Odtąd ich dzieli milczenia mur.
Szkoła żon
Kiedy pewien Bogdan z Koła
mięsem rzucał dookoła,
orzekła Agatka:
To jest tania jatka
- chłopie, kłania ci się szkoła.
W afekcie
Pewien Sławomir z gdańskiego Wrzeszcza
zamiar rozwodu żonie obwieszczał,
kiedy robiła schabowe.
Tłuczkiem zdzieliła go w głowę,
po czym zapadła cisza złowieszcza.
Men-i?
Kiedy Marian z Ryczywołu
rozebrał się do rosołu,
w niedzielę przy gościach
(a był żur na kościach),
wszyscy śmiali się pospołu.
Komentarze (47)
Wszystkie, ładne, ciekawe limeryki.
Ciekawe Menu. Pozdrawiam serdecznie.
wzięty pod włos zostawiam głos
:) Miło mi Marcinie, że mimo niechęci do "taniej
jatki" zechciałeś kupić
małe co nieco.
Dzięki kalokieri i echinaceo za opinie.
Miłego dnia wszystkim:)
Fajne, pozdrawiam:)
Śmieszno-smutnie.
... takie wierszowanie na ogół mi nie smakuje. Jednak
o dziwo, twój wiersz kupuję ;-)
Dobrej nocy, ;-)
marcin...
:) mily: jest mi coraz milej:)
Krzemanko, moja opinia nie jest pochlebna, lecz
szczera :)
A, że pozytywna, to już nie moja, a Twoja wina ;)

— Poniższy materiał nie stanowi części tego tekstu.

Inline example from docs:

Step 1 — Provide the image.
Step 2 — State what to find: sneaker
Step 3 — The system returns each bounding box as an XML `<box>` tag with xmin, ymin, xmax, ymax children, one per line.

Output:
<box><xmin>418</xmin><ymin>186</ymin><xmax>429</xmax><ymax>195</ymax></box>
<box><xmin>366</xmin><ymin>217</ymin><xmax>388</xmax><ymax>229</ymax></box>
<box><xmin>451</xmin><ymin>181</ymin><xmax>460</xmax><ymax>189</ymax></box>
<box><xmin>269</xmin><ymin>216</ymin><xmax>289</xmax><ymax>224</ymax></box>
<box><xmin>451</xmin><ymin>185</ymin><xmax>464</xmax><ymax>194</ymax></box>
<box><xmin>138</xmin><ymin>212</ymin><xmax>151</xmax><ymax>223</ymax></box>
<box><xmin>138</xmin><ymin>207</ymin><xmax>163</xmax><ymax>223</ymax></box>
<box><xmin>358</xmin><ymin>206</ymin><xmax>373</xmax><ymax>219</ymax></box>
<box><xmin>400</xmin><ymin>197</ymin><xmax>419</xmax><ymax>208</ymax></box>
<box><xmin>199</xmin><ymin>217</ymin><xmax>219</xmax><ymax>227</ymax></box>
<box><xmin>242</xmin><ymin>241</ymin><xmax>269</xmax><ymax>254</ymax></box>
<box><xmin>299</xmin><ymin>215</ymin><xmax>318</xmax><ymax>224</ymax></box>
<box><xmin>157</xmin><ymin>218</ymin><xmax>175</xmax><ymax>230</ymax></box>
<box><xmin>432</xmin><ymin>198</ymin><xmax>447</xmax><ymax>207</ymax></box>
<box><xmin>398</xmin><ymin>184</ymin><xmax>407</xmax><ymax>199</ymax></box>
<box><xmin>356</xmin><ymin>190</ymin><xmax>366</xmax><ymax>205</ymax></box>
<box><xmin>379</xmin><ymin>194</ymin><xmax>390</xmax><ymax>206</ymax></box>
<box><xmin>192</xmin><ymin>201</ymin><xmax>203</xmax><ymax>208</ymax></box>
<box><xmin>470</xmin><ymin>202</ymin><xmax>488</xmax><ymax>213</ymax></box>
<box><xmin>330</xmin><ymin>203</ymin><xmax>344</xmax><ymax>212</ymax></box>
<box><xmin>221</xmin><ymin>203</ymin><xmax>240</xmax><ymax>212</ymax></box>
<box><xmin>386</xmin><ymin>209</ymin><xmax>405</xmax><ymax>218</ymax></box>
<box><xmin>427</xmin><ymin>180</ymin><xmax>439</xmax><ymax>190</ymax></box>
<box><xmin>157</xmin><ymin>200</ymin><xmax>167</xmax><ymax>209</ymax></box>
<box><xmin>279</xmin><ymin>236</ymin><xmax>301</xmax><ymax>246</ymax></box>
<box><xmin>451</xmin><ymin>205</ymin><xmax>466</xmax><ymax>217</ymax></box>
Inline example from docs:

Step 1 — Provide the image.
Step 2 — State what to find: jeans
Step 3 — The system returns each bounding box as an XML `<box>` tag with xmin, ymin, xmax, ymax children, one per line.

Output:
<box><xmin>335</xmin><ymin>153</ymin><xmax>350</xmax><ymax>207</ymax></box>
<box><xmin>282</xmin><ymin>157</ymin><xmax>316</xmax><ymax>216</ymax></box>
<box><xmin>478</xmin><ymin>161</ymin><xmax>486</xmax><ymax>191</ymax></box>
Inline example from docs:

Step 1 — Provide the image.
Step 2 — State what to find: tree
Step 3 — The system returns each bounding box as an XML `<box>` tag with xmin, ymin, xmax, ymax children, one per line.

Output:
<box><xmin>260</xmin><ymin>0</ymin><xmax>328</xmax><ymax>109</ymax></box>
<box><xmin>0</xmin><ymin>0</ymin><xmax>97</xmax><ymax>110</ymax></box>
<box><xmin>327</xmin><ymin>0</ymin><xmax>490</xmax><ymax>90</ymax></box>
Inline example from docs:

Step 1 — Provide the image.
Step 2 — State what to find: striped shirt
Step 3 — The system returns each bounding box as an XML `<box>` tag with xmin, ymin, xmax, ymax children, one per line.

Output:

Dziękuję mily za pochlebną opinię.
Miłego wieczoru:)
Świetne!
Pozdrawiam :)
Dzięki Gabi i ZOLE za poparcie dla limeryków. Miłego
wieczoru:)
Fajne limeryki :) miłego weekendu Krzem
Fajne, wesołe.
Dobrego dnia Krzemanko:)
Dziękuję Dziewczyny za uśmiechy, a Tobie - jastrzu
dodatkowo za uwagę, do której bez szemrania się
zastosuję:)
Miłego dnia wszystkim:)
Mnie najbardziej rozbawił ostatni. Jeśli chodzi o
przedostatni - gdańskiego napisałbym małą literą
(Wrzeszcz to dzielnica Gdańska, a więc albo z Gdańska
Wrzeszcza, albo z gdańskiego Wrzeszcza).